Vásquez made his apology after handing over the note in the ministry, although he also reiterated that his government never denied Morales' plane permission to fly over Spanish airspace as it returned from Russia.
The diplomat emphasised that he presented the missive as the Bolivian authorities desired, explaining the details of the incident.
We offered our apologies. Therefore we now will leave this matter closed, he added.
Vásquez repeated that the events were against the will of the Spanish government and that the skies were always open for the airplane which transported Morales on July 2.
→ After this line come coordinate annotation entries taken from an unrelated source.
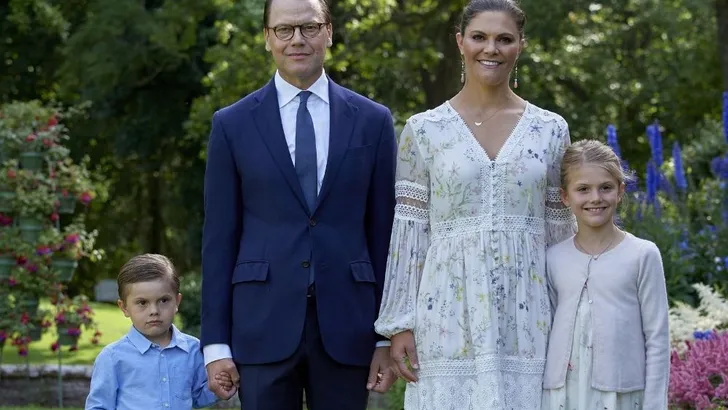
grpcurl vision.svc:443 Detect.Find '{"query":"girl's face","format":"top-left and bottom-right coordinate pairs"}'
top-left (561, 164), bottom-right (624, 229)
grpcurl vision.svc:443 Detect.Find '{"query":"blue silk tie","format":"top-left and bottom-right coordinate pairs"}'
top-left (296, 91), bottom-right (318, 285)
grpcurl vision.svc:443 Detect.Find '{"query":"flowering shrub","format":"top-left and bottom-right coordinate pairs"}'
top-left (607, 97), bottom-right (728, 305)
top-left (0, 101), bottom-right (100, 355)
top-left (51, 295), bottom-right (101, 351)
top-left (668, 331), bottom-right (728, 410)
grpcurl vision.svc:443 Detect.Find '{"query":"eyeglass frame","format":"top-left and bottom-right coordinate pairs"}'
top-left (265, 21), bottom-right (331, 41)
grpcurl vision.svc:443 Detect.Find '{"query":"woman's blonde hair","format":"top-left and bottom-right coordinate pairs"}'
top-left (561, 139), bottom-right (632, 189)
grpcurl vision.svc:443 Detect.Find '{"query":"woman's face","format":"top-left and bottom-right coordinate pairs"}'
top-left (457, 11), bottom-right (524, 87)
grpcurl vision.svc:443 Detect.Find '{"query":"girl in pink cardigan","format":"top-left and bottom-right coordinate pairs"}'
top-left (542, 140), bottom-right (670, 410)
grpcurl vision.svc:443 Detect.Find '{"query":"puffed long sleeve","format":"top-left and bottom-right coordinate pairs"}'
top-left (374, 123), bottom-right (430, 338)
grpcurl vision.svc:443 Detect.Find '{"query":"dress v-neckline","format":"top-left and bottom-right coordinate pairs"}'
top-left (445, 100), bottom-right (531, 163)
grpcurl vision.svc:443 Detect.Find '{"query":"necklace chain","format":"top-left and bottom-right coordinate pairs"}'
top-left (574, 231), bottom-right (619, 260)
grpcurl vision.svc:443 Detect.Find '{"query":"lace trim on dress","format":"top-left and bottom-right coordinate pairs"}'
top-left (546, 187), bottom-right (562, 204)
top-left (404, 356), bottom-right (545, 410)
top-left (546, 207), bottom-right (575, 224)
top-left (432, 215), bottom-right (544, 240)
top-left (418, 355), bottom-right (546, 379)
top-left (394, 181), bottom-right (429, 207)
top-left (394, 203), bottom-right (430, 224)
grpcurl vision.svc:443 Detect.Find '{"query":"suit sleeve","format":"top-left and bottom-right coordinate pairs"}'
top-left (200, 112), bottom-right (243, 347)
top-left (374, 120), bottom-right (430, 338)
top-left (366, 110), bottom-right (397, 340)
top-left (85, 348), bottom-right (119, 410)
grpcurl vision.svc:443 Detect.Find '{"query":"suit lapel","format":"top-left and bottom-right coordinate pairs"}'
top-left (251, 79), bottom-right (308, 210)
top-left (316, 78), bottom-right (357, 207)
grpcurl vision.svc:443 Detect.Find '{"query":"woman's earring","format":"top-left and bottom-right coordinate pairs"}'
top-left (460, 57), bottom-right (465, 84)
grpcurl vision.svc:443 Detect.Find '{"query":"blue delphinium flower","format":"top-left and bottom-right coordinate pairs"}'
top-left (646, 161), bottom-right (661, 216)
top-left (672, 142), bottom-right (688, 192)
top-left (693, 330), bottom-right (715, 340)
top-left (607, 124), bottom-right (622, 159)
top-left (647, 121), bottom-right (662, 169)
top-left (646, 161), bottom-right (660, 204)
top-left (723, 91), bottom-right (728, 142)
top-left (710, 154), bottom-right (728, 180)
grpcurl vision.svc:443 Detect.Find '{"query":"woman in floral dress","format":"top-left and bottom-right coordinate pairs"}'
top-left (375, 0), bottom-right (575, 410)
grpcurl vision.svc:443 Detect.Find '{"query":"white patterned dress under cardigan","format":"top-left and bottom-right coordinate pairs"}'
top-left (541, 291), bottom-right (644, 410)
top-left (375, 102), bottom-right (575, 410)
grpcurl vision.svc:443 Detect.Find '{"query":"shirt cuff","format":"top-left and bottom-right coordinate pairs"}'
top-left (202, 343), bottom-right (233, 367)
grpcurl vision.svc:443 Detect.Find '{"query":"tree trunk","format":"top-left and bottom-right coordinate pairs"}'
top-left (715, 0), bottom-right (728, 91)
top-left (147, 170), bottom-right (164, 253)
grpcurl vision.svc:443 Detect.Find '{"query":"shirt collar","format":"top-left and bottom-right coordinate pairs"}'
top-left (126, 325), bottom-right (189, 354)
top-left (274, 70), bottom-right (329, 108)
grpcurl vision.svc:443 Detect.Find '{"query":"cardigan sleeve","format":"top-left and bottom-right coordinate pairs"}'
top-left (637, 242), bottom-right (670, 410)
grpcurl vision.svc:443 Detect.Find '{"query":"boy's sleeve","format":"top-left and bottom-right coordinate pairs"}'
top-left (192, 349), bottom-right (218, 409)
top-left (85, 349), bottom-right (119, 410)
We are very regretful of the inconveniences that the president had to endure, the discomfort in which he found himself and also the annoyance he felt, which he has expressed vividly in recent days” the ambassador added.
Morales' plane was forced to make a stop of almost 14 hours in Vienna because, as accused by the Bolivian government, their counterparts in France, Spain, Italy and Portugal denied them permission to fly over their territories.
This was due to the fact that each country feared that Edward Snowden, the ex-US intelligence agent accused of releasing confidential information about massive spying on communications by the US secret services, could have been aboard Morales' flight.